Penilaian mencakup tiga pilar utama, yakni penerapan governance, efektivitas risk management, serta kepatuhan terhadap regulasi Otoritas Jasa Keuangan (OJK) dan berbagai ketentuan perbankan lainnya.
Nur Rahmawati menyampaikan, penghargaan tersebut menjadi bentuk apresiasi atas kerja keras seluruh jajaran BPR Bank Daerah Lamongan dalam membangun tata kelola perusahaan.
“Alhamdulillah, ini merupakan bentuk pengakuan atas kerja keras seluruh insan BPR Bank Daerah Lamongan.
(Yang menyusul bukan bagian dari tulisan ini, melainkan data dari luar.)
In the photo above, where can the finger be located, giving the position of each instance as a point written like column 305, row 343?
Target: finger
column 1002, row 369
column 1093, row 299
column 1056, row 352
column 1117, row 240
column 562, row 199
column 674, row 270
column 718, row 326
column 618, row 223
Kami terus berkomitmen membangun budaya tata kelola yang kuat dari hulu hingga hilir,” ujarnya setelah menerima penghargaan.
Menurutnya, penghargaan GRC Award 2026 bukanlah tujuan akhir. Prestasi tersebut justru menjadi dorongan bagi seluruh jajaran perusahaan untuk terus meningkatkan kualitas pelayanan kepada nasabah, terutama pelaku UMKM dan masyarakat Lamongan.
Penerapan tata kelola yang baik dinilai dapat membantu perusahaan mengendalikan risiko sekaligus meningkatkan kepercayaan nasabah dan pemerintah daerah.
“Dengan tata kelola yang baik, risiko dapat diminimalkan. Kepercayaan nasabah dan pemerintah daerah juga semakin meningkat. Pada akhirnya, hal ini berdampak pada penyaluran kredit yang lebih sehat dan pertumbuhan ekonomi daerah,” jelas Nur Rahmawati.
Dewan juri GRC Award 2026 juga menilai BPR Bank Daerah Lamongan memiliki konsistensi dalam mengintegrasikan prinsip GRC ke dalam strategi bisnis perusahaan.
Sejumlah aspek yang menjadi nilai tambah antara lain digitalisasi proses bisnis, penerapan manajemen risiko kredit, serta kepatuhan terhadap Peraturan Otoritas Jasa Keuangan (POJK) dan regulasi perbankan lainnya.
Ke depan, BPR Bank Daerah Lamongan menargetkan penguatan sistem teknologi informasi (TI), peningkatan kapasitas sumber daya manusia (SDM), serta perluasan akses layanan keuangan di seluruh wilayah Kabupaten Lamongan.
Upaya tersebut diharapkan semakin memperkuat peran BPR Bank Daerah Lamongan dalam mendukung perekonomian masyarakat, khususnya sektor UMKM, sekaligus mendorong pertumbuhan ekonomi daerah.
“GRC bukan hanya soal dokumen. Ini soal budaya. Budaya itu harus terus kita hidupkan agar BPR Bank Daerah Lamongan semakin dipercaya dan memberikan kontribusi untuk Lamongan Megilan,” pungkas Nur Rahmawati.